Superman’s alter ego, Clark Kent, is quitting his longtime position at The Daily Planet in order to start a news blog dedicated to truth, justice, and the American way.

Writer Scott Lobdell started his run on the DC Comics book last month and has announced that he plans to shake up the character’s already-shaken status quo, reports USA Today. The first step in that process? Putting Superman’s Clark Kent through a Jerry Maguire moment and having him quit the paper that has employed him since his early appearances in 1940.

“This is really what happens when a 27-year-old guy is behind a desk and he has to take instruction from a larger conglomerate with concerns that aren’t really his own,” Lobdell explains. “Superman is arguably the most powerful person on the planet, but how long can he sit at his desk with someone breathing down his neck and treating him like the least important person in the world?”

And you guessed it: Superman’s epic walkout will include a call to his journalistic peers to stand up for “truth, justice, and the American way.”

“While it has its problems, there are a lot of good things to say about America and the American way, and I’m glad Clark is standing up for her,” says Lobdell, who also writes Superboy and Teen Titans for DC. “I’m happy to be involved in that and his declarations.”

So what’s next for Clark Kent? Hint: Jerry Maguire.
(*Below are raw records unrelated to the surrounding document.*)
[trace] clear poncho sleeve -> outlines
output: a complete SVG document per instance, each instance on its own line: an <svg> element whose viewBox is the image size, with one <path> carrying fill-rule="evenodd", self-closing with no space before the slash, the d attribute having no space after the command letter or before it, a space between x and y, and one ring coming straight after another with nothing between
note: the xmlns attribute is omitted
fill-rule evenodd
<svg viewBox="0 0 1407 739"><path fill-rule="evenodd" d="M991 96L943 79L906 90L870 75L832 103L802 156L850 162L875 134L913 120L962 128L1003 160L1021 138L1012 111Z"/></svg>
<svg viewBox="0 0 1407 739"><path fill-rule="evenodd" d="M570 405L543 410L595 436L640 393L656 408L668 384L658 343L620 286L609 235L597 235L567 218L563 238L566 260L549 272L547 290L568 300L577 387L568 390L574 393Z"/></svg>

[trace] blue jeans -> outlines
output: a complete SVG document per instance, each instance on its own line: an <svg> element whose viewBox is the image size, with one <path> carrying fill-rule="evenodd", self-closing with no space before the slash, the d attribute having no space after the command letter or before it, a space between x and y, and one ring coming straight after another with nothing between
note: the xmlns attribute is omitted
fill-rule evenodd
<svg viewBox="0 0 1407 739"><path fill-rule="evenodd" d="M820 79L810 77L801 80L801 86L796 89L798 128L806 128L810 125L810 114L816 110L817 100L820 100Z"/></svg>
“Rather than Clark be this clownish suit that Superman puts on, we’re going to really see Clark come into his own in the next few years as far as being a guy who takes to the Internet and to the airwaves and starts speaking an unvarnished truth,” Lobdell explains. “He is more likely to start the next Huffington Post or the next Drudge Report than he is to go find someone else to get assignments or draw a paycheck from.”

Why the sudden and dramatic change with 70-years of comic book history? It’s all part of DC’s “soft-reboot” launch of their continuity, titled “The New 52,” in which the entire fictional universe hit the reset button (except for Batman, because you don’t fix what ain’t broke) including putting most superheroes at the beginning of their careers again. Superman, for instance, is barely known to the people of Metropolis, let alone the world, just yet. His marriage to Lois Lane was also magic-markered out in favor of a dalliance with Wonder Woman.

Do you read comic books? What do you think of the Superman relaunch? Do the new changes make the character more relevant?